John Bly has a special place in the world of antiques. He’s been deeply charmed by fine furniture and decorative arts since he was a boy in the 1940s, and at 82 has endless stories to tell about his life in this curious, fascinating industry. Born in 1939, months before the outbreak of the Second World War, John’s earliest memories are of his wartime childhood; growing up in his family’s antiques shop in Tring, Hertfordshire, where his grandfather started the business in 1891.
‘My father took over the business and, when he went offto fight in the war, my mother and grandmother ran the shop. They would buy and sell pieces people would bring to them from London during the Blitz. Every night they would move stock into the cellar. While they wrapped and unwrapped paperweights, tea caddies, porcelain and china, they would talk about each item. I would sit and listen to them chatting. That was my education – listening to them while I sat on my grandmother’s knee.’

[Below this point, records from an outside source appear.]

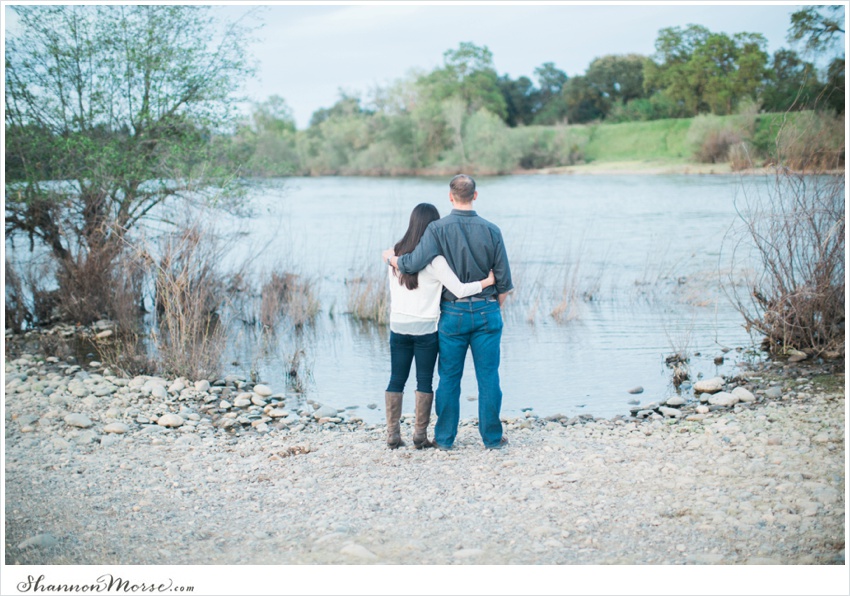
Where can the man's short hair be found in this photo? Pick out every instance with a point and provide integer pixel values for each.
(462, 188)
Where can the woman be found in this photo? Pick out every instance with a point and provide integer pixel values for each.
(414, 314)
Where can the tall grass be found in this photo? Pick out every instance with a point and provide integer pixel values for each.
(791, 238)
(369, 297)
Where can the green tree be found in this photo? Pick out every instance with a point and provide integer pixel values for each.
(119, 104)
(265, 144)
(619, 78)
(820, 28)
(468, 74)
(549, 106)
(704, 71)
(520, 99)
(582, 101)
(791, 83)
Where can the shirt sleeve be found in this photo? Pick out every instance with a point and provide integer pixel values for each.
(501, 268)
(424, 253)
(440, 269)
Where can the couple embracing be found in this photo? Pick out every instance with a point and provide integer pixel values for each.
(448, 280)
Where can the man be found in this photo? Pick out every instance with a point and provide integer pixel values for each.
(472, 246)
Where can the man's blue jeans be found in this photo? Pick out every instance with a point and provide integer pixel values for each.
(476, 325)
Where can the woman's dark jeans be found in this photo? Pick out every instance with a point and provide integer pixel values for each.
(403, 349)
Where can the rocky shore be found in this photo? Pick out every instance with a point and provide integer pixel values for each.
(102, 469)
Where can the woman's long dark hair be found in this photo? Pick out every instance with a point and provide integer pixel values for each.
(423, 214)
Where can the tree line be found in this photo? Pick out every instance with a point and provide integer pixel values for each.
(465, 113)
(117, 115)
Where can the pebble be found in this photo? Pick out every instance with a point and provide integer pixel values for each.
(467, 553)
(170, 420)
(712, 385)
(743, 395)
(263, 390)
(722, 399)
(358, 550)
(324, 412)
(116, 427)
(670, 412)
(39, 541)
(78, 420)
(738, 490)
(773, 393)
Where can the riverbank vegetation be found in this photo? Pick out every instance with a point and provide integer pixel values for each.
(120, 121)
(703, 97)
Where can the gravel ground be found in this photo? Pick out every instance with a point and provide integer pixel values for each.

John left school at 17 and his father found him a job in the basements of Sotheby’s on New Bond Street. ‘I was absolutely captivated by Sotheby’s,’ he says. ‘I was a numberer in the silver department. I ended up working on all sales – jewellery, silver, enamels, ephemera, musical instruments, ceramics, Japanese works of art. It was 1957 and I earned £4.10 a week. You could buy a box of netsukes for a fiver then. The amount of goods was amazing. I didn’t have to study anything; it all just floated into you.’